By definition, you don’t need many people like that. About one per NHS trust. You do however, need many hundreds of GP practice managers, local hospital managers and departmental managers, etc. – and people who can do what they’re managing generally make better managers. Would you, for example, appoint an arts graduate to manage the National Grid – or an engineer? Why should health provision be different?
- Moor Larkin
July 2, 2014 at 9:03 am -
Having seen the bloke who ran BP close up recently, I’m not sure I’d have trusted him in a sweetie-shop…..
Organisations are very peculiar things and it’s very hard to grasp what makes them fail. One of the biggest problems for the NHS remains it’s size however, if only in terms of it’s PR. If one bit is seen to fail, then the only edifice is criminalised in the newspapers. BP’s failure only ever threatened the existence of BP; the oil industry was never in any danger or disrepute.
- Engineer
- Engineer
July 3, 2014 at 8:11 am -
It’s maybe a tad late, given that the thread’s been up for a couple of days, but here’s a very concrete example of a medical provider – in this case an American hospital – learning from other areas of human endeavor to improve what it does.

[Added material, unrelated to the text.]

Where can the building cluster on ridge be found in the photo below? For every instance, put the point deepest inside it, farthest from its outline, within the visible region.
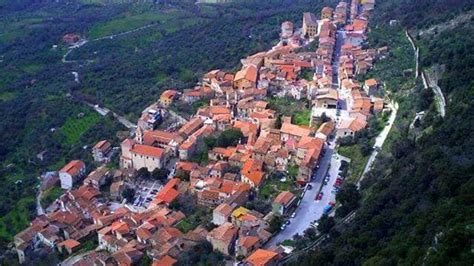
(125, 233)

Such methods have been commonplace in engineering organisations for a couple of decades. Very similar ideas have been in use in one area I know a bit about – the nuclear industry – for about thirty years, with very positive results. There’s a British Standard (BS ISO 9001) which sets out how to go about it. My solicitor has adopted it – with very positive results; their services are of a very high standard, and not excessively expensive.
People are more important than nuclear reprocessing plant, cars or engineering products. Don’t they deserve equally attentive improvements in the way they are dealt with?